The brightest explosions in the cosmos, gamma-ray bursts enable astronomers to detect powerful gamma rays for brief periods of time. Gamma-ray bursts can be categorised as short or long, with extended bursts occurring when large stars die. This is why they offer hints about how the cosmos has evolved.
Gamma-ray bursts emit gamma rays as well as radio waves, optical lights, and X-rays. The entire explosion energy can be determined by simply combining all of the emitted energy when the conversion efficiency, or ratio of explosion energy to emitted energy, is high. Measuring the released energy alone is insufficient, however, when the conversion efficiency is low or unknowable.

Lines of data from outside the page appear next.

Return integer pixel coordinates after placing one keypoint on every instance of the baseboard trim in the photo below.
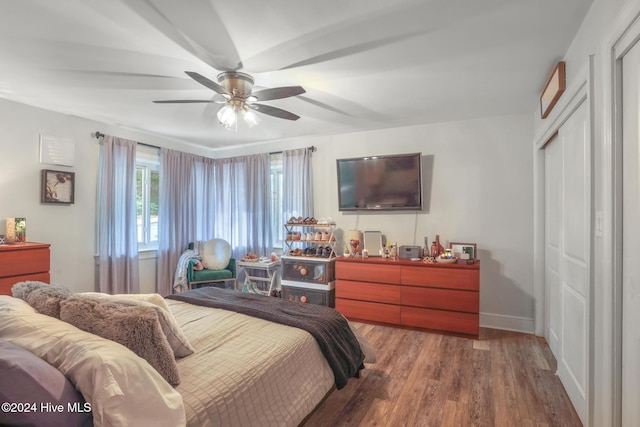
(508, 323)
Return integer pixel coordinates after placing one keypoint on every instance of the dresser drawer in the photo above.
(464, 323)
(372, 311)
(17, 262)
(368, 272)
(441, 277)
(445, 299)
(374, 292)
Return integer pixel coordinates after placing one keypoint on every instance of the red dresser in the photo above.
(23, 261)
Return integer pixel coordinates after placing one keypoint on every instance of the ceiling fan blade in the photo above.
(278, 92)
(207, 83)
(274, 111)
(198, 29)
(183, 101)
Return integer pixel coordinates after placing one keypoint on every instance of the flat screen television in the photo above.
(390, 182)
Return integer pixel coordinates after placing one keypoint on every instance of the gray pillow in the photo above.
(136, 327)
(22, 289)
(25, 378)
(43, 297)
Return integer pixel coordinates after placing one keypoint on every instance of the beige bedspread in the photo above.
(247, 371)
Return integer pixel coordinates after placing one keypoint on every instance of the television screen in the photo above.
(392, 182)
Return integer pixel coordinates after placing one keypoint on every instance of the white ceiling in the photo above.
(365, 64)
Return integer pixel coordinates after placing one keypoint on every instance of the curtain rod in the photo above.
(99, 134)
(313, 149)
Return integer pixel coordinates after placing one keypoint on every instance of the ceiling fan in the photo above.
(235, 90)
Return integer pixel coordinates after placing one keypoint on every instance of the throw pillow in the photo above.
(27, 379)
(176, 338)
(43, 297)
(216, 254)
(22, 289)
(136, 327)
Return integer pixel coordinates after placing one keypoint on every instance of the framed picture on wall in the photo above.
(57, 187)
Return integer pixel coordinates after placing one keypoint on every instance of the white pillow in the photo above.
(216, 254)
(177, 340)
(122, 388)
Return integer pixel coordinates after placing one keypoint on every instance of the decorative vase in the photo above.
(434, 250)
(439, 246)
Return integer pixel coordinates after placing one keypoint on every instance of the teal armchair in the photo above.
(195, 277)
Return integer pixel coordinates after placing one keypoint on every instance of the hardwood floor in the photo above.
(427, 379)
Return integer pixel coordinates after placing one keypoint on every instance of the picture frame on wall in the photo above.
(553, 89)
(459, 250)
(57, 187)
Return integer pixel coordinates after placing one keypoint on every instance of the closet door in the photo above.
(630, 239)
(567, 254)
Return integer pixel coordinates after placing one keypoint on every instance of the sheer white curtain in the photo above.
(203, 198)
(242, 200)
(117, 217)
(297, 185)
(176, 213)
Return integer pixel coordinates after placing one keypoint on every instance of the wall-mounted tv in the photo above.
(390, 182)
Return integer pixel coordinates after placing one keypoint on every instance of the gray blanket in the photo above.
(330, 329)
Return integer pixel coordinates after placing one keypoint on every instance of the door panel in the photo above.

Now, a group of astrophysicists has achieved measuring the hidden energy of a gamma-ray burst using light polarization. The team was led by Dr. Yuji Urata from the National Central University in Taiwan and MITOS Science CO., LTD and Professor Kenji Toma from Tohoku University’s Frontier Research Institute for Interdisciplinary Sciences (FRIS).
Knowing the measurements of the progenitor star’s true masses will help in understanding the evolutionary history of the universe. The first stars in the universe could be discovered if we can detect their long gamma-ray bursts.
Professor Kenji Toma
Details of their findings were published in the journal Nature Astronomy on December 8, 2022.
When an electromagnetic wave oscillates in only one direction, it is said to be polarized. Although stars don’t emit polarized light, they do reflect polarized light. Polarization is a common technique used to reduce glare from light sources moving in a single direction. Examples of these products include sunglasses and light shields.
Measuring the degree of polarization is referred to as polarimetry. It is more difficult to measure a celestial object’s polarimetry in astrophysical investigations than its brightness. But it offers valuable information on the physical conditions of objects.
The team looked at a gamma-ray burst which occurred on December 21, 2019 (GRB191221B). Using the Very Large Telescope of the European Southern Observatory and Atacama Large Millimeter/submillimeter Array some of the world’s most advanced optical and radio telescopes they calculated the polarimetry of fast-fading emissions from GRB191221B. The optical and radio polarizations were then successfully measured at the same time, and it was discovered that the radio polarization degree was much lower than the optical one.
“This difference in polarization at the two wavelengths reveals detailed physical conditions of the gamma-ray burst’s emission region,” said Toma. “In particular, it allowed us to measure the previously unmeasurable hidden energy.”
The scientists discovered that the overall energy was around 3.5 times larger than anticipated after accounting for the hidden energy.
Being able to measure this quantity has significant implications for calculating the masses of stars since the explosion energy represents the gravitational energy of the progenitor star.
“Knowing the measurements of the progenitor star’s true masses will help in understanding the evolutionary history of the universe,” added Toma. “The first stars in the universe could be discovered if we can detect their long gamma-ray bursts.”